In quegli anni lo sviluppo di Sharm el Sheikh non fu così veloce da causare un danno ecologico pari a quello compiuto a Hurghada, una città turistica più a sud lungo la costa egiziana del mar Rosso. “All’epoca l’agenzia egiziana per l’ambiente riuscì a proteggere Sharm el Sheikh dal destino di Hurghada, il cui ecosistema marino era stato completamente distrutto dagli hotel e dal turismo”, conferma Amin.

L’agenzia incluse Sharm el Sheikh e lo stretto di Tiran nella riserva naturale di Ras Mohamed, guidata all’epoca da Salah Hafez. Ai costruttori furono imposti costosi e severi limiti. Come ricorda Hafez, “gli investitori dovevano rispettare le nostre condizioni. Le barche che infrangevano le regole non potevano entrare nell’area protetta per un mese e gli ispettori dell’agenzia controllavano costantemente che non ci fossero violazioni”. I permessi di costruzione stabilivano una distanza minima dal litorale e un’altezza massima di due piani per gli edifici. I resort decisero di dotarsi di impianti di desalinizzazione privati, con generatori alimentati a gasolio o da pannelli solari.

Alcuni ritengono che sia stato l’interesse del presidente per la città a ritardare il grande declino ambientale negli anni novanta. Mubarak organizzava regolarmente ritiri o vertici internazionali a Sharm el Sheikh, che fu rinominata “la città del presidente”. Ma nel 2004 il fiorente mercato turistico lungo la costa orientale del Sinai meridionale spinse la zona nel mirino degli estremisti. Le violenze cominciarono nel 2004 con le bombe all’hotel Hilton di Taba, seguite da una serie di esplosioni a Sharm el Sheikh che uccisero 88 persone, e un attentato a Dahab nel 2006 in cui morirono in ventitré. L’industria turistica continuò a crescere, anche se a ritmi più lenti, fino allo scoppio della recessione economica mondiale nel 2008. Gli europei erano in difficoltà e gli hotel si rivolsero a una clientela a reddito più basso, offrendo pacchetti e villeggiature tutto incluso, spesso a cittadini ucraini e russi.

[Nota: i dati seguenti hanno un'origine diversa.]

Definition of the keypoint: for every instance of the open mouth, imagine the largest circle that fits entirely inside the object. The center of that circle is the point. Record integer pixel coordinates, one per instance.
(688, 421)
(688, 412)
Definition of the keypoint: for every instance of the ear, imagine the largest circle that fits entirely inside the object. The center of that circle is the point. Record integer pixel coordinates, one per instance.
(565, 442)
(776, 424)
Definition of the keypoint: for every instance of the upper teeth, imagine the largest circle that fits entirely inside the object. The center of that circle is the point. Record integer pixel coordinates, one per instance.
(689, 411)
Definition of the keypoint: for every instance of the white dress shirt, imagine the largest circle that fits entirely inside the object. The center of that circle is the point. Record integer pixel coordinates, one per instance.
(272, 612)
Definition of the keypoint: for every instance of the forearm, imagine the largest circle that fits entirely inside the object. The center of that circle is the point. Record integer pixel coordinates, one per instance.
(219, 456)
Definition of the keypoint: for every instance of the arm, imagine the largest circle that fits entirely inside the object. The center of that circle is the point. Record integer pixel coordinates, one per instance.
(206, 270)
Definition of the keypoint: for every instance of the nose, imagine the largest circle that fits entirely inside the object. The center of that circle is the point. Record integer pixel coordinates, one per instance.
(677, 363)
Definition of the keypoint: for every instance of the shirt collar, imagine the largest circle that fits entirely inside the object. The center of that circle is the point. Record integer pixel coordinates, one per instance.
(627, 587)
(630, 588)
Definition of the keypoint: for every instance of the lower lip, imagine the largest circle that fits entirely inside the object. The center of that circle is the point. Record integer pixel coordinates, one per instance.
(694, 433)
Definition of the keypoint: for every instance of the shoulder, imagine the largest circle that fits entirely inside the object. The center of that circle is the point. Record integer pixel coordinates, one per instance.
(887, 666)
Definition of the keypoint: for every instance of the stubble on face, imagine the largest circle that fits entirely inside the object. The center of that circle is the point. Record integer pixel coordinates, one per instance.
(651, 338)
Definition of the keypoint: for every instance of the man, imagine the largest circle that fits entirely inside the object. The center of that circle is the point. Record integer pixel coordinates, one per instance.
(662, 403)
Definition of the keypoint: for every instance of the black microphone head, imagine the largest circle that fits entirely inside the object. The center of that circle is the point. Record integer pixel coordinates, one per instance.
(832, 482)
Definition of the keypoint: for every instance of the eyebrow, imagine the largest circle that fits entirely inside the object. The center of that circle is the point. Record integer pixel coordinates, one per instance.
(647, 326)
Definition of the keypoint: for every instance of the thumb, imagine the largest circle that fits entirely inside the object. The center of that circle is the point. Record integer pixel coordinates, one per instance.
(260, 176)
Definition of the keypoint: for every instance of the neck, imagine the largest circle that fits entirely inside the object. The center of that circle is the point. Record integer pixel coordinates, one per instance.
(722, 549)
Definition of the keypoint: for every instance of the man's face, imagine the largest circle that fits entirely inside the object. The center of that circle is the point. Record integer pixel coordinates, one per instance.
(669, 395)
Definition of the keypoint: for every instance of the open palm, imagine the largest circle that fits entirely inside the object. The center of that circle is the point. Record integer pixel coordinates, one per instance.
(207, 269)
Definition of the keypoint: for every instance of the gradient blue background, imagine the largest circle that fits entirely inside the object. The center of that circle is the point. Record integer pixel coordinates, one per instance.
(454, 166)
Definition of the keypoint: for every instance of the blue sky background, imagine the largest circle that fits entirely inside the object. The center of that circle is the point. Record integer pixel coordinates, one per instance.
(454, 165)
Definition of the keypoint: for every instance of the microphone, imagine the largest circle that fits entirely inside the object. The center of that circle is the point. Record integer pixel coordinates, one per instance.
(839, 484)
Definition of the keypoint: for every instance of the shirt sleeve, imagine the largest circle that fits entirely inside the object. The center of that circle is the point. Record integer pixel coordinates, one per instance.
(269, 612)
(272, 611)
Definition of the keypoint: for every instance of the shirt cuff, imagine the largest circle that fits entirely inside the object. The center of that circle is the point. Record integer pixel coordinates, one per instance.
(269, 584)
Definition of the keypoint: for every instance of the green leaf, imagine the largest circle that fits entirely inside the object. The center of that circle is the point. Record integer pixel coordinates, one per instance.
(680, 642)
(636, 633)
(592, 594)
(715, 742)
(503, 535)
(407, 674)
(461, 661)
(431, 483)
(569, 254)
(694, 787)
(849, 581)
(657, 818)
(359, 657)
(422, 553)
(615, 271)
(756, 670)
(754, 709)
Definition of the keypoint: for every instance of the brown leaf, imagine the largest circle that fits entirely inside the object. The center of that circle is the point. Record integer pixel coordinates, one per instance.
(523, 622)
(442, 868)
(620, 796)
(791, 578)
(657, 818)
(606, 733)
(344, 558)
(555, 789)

Invece di puntare a subacquei esperti disposti a pagare grosse cifre per accedere alle barriere coralline, il livello fu abbassato: lo snorkeling permetteva ai turisti di osservare la vita marina dalla superficie, i motoscafi offrivano brividi a poco prezzo. Se nel 2008 le immersioni rappresentavano l’80 per cento delle attività da fare in mare, appena due anni dopo lo snorkeling e gli sport acquatici arrivavano al 60 per cento. Con il calo delle entrate, dice Hafez, gli hotel non riuscivano a mantenere gli standard ambientali: “Provate a dire a un funzionario pubblico di una città turistica che si sta distruggendo l’ambiente. Risponderebbe: ‘Pesci e gazzelle sono l’unico problema a cui riesci a pensare?’”. L’imperativo di attirare valuta estera per il bilancio nazionale aumentò la corsa al ribasso.

La rivoluzione nel 2011 e il colpo di stato nel 2013, pur destabilizzando la situazione economica nel resto dell’Egitto, non ebbero grandi conseguenze sui flussi turistici nel Sinai meridionale. Ma nell’ottobre 2015 un volo russo appena decollato dall’aeroporto internazionale di Sharm el Sheikh fu abbattuto in un attentato del gruppo Stato islamico: tutti i 224 passeggeri morirono. Mosca impose un divieto sui voli per l’Egitto che sarebbe durato sei anni, mentre altri paesi fecero rientrare i loro cittadini. Fino a 38mila visitatori al giorno lasciarono la zona, e il tasso di occupazione degli hotel crollò del 90 per cento. In alcuni alberghi fu occupato solo il 6 per cento dei posti disponibili, e questo causò un’ondata di licenziamenti o chiusure. Nel giro di pochi mesi novecentomila persone impiegate direttamente o indirettamente nel settore turistico in città persero il lavoro, ha calcolato l’Hotel and tourism management institute svizzero, che si occupa di formazione nel settore del turismo.

Sharm el Sheikh, Egitto, 8 marzo 2022 (Laura Boushnak, The New York T​imes/Contrasto)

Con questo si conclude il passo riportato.